Fiery at first and full of disdain for the mere idea of an SPLM-Northern parties 'get together' the NCP is now actively seeking participation. At the onset, NCP officials described the conference as a meeting of the 'opposition', unworthy of 'national' relevance. Nevertheless the NCP was quick to shift tone from the regular patriarchal confrontational jargon to a more conciliatory note. Just two days ago Bashir made a loud announcement of commitment to the notion of 'political freedom'. He even gave the rhetoric a philosophical twist defining 'political freedoms' as inalienable and basic principles, and not tokens of generosity, in the same gusto he described human rights as elements of faith to be protected by the power of the state. Add these to the friendly proclamations of the Vice President, Ali Osman Mohamed Taha, and the impression is NCP is yet again in moulting.
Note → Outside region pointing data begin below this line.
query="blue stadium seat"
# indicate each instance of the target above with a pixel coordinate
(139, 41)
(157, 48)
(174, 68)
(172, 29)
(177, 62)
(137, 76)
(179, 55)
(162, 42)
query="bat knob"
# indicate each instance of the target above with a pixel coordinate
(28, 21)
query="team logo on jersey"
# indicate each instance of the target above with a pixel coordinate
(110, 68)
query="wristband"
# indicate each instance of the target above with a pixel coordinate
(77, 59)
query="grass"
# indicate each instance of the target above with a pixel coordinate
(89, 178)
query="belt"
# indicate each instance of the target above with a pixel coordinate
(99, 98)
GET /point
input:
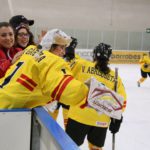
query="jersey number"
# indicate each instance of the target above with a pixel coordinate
(7, 79)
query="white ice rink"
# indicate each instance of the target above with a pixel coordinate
(134, 133)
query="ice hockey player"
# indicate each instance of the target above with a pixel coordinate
(145, 68)
(87, 122)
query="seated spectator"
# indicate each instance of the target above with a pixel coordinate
(7, 49)
(17, 20)
(23, 37)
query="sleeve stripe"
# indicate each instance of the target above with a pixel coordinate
(63, 87)
(56, 89)
(25, 84)
(28, 80)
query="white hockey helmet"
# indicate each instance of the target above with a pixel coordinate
(55, 36)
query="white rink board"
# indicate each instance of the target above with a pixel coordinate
(15, 130)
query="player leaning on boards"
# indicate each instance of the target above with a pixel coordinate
(39, 77)
(68, 55)
(145, 68)
(87, 122)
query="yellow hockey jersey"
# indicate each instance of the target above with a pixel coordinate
(37, 78)
(145, 60)
(83, 70)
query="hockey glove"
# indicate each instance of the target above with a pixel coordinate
(145, 65)
(115, 125)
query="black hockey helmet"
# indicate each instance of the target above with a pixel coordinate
(102, 51)
(70, 50)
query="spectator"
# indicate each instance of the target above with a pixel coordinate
(17, 20)
(23, 37)
(7, 49)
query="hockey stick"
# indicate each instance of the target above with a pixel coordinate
(115, 89)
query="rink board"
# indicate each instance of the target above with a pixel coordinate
(25, 129)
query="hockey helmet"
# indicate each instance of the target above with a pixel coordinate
(55, 36)
(102, 51)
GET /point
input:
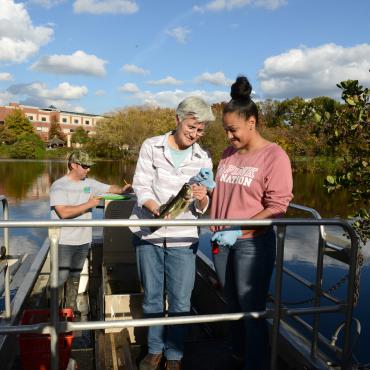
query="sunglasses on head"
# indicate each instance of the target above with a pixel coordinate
(84, 166)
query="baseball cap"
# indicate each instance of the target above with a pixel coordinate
(80, 157)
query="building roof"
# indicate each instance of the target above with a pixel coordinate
(55, 141)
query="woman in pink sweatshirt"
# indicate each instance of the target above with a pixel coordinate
(254, 181)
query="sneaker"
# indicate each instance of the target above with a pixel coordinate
(173, 365)
(150, 361)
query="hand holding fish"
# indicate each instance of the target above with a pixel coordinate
(94, 201)
(127, 188)
(199, 191)
(204, 177)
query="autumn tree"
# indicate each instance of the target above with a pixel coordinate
(347, 130)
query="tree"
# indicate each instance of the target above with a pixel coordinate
(55, 129)
(347, 130)
(16, 124)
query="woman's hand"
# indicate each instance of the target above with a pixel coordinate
(199, 191)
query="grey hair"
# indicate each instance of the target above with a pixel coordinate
(196, 107)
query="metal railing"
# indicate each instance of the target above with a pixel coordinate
(4, 262)
(276, 313)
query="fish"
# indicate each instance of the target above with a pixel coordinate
(176, 205)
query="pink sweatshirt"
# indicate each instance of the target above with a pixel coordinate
(248, 183)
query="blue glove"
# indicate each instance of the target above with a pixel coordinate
(227, 237)
(204, 177)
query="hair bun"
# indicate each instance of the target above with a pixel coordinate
(241, 89)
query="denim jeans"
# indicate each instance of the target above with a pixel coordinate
(71, 260)
(170, 271)
(244, 271)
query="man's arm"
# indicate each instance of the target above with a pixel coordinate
(78, 210)
(116, 189)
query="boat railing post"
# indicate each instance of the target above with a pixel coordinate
(318, 285)
(54, 234)
(8, 312)
(281, 230)
(347, 350)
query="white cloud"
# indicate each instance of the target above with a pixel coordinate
(48, 4)
(219, 5)
(132, 68)
(38, 94)
(19, 38)
(6, 97)
(217, 78)
(310, 72)
(4, 76)
(105, 6)
(100, 92)
(171, 98)
(180, 34)
(129, 88)
(77, 63)
(169, 80)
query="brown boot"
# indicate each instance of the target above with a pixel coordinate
(173, 365)
(150, 361)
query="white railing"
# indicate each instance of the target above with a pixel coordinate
(276, 313)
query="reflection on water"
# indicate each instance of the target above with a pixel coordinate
(26, 185)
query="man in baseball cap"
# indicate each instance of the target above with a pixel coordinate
(73, 196)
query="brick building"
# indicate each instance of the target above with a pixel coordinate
(41, 118)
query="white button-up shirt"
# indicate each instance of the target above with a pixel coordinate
(157, 178)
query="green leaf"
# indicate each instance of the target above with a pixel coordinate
(330, 179)
(350, 101)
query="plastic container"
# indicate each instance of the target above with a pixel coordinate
(35, 348)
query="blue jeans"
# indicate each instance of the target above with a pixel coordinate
(244, 271)
(71, 260)
(171, 271)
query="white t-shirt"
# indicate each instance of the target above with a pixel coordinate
(65, 192)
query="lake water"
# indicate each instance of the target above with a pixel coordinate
(26, 185)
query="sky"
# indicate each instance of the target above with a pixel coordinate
(100, 56)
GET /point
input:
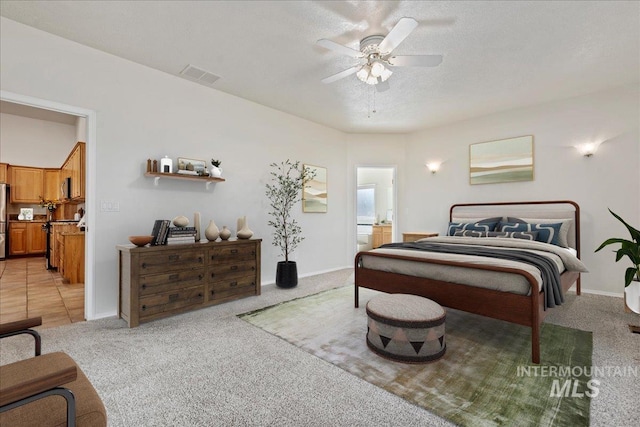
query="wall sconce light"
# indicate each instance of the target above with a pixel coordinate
(433, 167)
(587, 149)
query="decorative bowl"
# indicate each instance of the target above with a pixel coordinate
(140, 240)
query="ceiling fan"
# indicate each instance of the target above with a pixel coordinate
(376, 55)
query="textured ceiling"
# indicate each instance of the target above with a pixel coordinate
(497, 55)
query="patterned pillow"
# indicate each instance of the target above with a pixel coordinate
(488, 224)
(527, 235)
(547, 233)
(563, 239)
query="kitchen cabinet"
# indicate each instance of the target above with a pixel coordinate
(381, 234)
(26, 184)
(52, 183)
(3, 172)
(55, 241)
(36, 238)
(160, 281)
(71, 256)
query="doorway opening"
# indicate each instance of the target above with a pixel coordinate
(90, 163)
(376, 206)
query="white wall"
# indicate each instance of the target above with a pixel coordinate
(33, 142)
(611, 178)
(143, 113)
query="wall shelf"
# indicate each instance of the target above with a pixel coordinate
(206, 179)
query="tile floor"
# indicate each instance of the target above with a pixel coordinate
(28, 289)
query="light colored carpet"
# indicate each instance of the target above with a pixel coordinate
(209, 368)
(476, 382)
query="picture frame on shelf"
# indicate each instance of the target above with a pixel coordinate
(188, 166)
(314, 194)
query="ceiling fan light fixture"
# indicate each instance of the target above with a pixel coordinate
(377, 69)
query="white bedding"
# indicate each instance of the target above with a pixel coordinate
(505, 282)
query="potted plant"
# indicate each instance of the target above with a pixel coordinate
(630, 249)
(283, 192)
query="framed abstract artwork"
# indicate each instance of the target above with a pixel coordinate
(505, 160)
(314, 191)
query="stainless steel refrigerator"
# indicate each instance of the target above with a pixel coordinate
(3, 221)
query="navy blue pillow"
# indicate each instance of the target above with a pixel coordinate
(547, 233)
(488, 224)
(527, 235)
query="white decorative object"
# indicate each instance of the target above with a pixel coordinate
(196, 224)
(212, 232)
(181, 221)
(225, 233)
(166, 165)
(243, 229)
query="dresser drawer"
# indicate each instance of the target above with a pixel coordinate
(178, 260)
(229, 288)
(170, 301)
(231, 270)
(235, 253)
(175, 280)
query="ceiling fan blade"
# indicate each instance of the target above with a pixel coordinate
(383, 86)
(341, 74)
(403, 28)
(337, 47)
(415, 60)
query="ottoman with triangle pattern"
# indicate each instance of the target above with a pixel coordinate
(406, 328)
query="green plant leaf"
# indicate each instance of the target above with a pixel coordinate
(629, 275)
(635, 234)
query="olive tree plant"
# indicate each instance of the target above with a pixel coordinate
(284, 191)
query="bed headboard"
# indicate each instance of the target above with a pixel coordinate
(542, 210)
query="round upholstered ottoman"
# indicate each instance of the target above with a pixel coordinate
(406, 328)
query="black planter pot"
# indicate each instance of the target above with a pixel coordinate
(287, 274)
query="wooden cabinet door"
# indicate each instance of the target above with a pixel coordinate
(36, 238)
(3, 172)
(52, 184)
(77, 171)
(17, 238)
(26, 184)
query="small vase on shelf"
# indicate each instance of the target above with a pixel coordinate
(215, 172)
(225, 233)
(243, 229)
(212, 232)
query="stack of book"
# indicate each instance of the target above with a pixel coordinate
(179, 235)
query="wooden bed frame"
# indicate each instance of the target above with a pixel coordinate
(527, 310)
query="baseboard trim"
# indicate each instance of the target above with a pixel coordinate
(315, 273)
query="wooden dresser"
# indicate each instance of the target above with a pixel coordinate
(160, 281)
(380, 235)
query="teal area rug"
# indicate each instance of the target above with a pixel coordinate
(485, 377)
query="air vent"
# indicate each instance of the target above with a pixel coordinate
(199, 75)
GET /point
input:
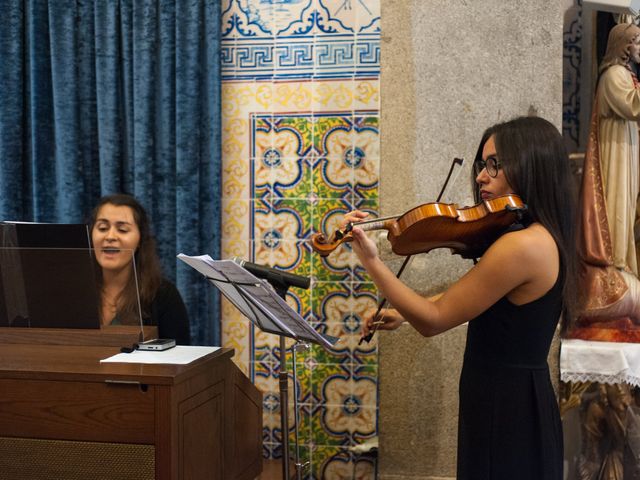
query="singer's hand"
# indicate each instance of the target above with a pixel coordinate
(389, 319)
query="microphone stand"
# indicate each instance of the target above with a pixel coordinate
(283, 381)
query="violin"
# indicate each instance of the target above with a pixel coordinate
(467, 231)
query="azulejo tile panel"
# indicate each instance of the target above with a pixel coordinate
(300, 144)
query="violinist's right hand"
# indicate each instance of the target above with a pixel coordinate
(390, 319)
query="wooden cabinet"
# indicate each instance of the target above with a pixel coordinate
(195, 421)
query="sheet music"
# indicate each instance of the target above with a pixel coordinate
(256, 299)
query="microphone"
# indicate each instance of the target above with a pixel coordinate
(274, 276)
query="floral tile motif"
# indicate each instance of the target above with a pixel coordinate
(338, 463)
(300, 143)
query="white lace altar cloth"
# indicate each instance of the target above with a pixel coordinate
(603, 362)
NCP in or out, the parties gathering in Juba on the 26th are about to re-enact a formative scene from the history of the modern South-North encounter, namely the June 1947 Juba Conference on the Political Development of the Southern Sudan, when British administrators, aware of the consequences of their policy shift vis-a-vis Southern Sudan i.e. from insulation from the North and independent development to integration, invited delegates representing main Northern parties to join Southern politicians in a discussion addressing 5 major issues spelled out in a memorandum by J. W. Robertson, civil secretary of Sudan government at the time and chairman of the conference: recommendations of the Sudan Administration conference about the Southern Sudan - the question of whether Southern Sudan should join the East African colonies or be integrated into North Sudan; the advisability of the Southern Sudanese being represented in the proposed Assembly; possible safeguards in the legislation setting up the new Assembly, to ensure that Southern Sudan with its difference in race, tradition, language, customs and outlook is not hindered in its social and political advancement; the advisability of an advisory council for Southern Sudan to deal with Southern affairs; matters not strictly relevant to political development albeit essential if the unification of the Sudanese people is to be achieved.
The same questions - political power, identity and the state, unification - continue to haunt the relationship between North and South, and largely within the same coordinates stated by J. V. Marwood, governor of Equatoria and host of the 1947 Juba Conference: "The policy of the Sudan Government regarding the Southern Sudan is to act upon the facts that the peoples of Southern Sudan are distinctly African and Negroid, but that geography and economics combine (so far as can be foreseen at the present time) to render them inextricably bound for future development to the Middle East and the Arabs of the Northern Sudan, and therefore to ensure that they shall by educational and economic developments be equipped to take their places in the future as socially and economically the equals of their partners of the Northern Sudan in the Sudan of the future".
If the Juba Conference of 2009 is not to be a Marxian farce of its predecessor the utmost necessity is to blast the racist hegemonic doctrine inherent in the reading above, British-born and re-christened with different names at the hands of the Sudanese post-colonial state. South Sudan is not a vestige seeking refuge amongst superior neighbours, in East Africa or down the Nile, it is the Sudan.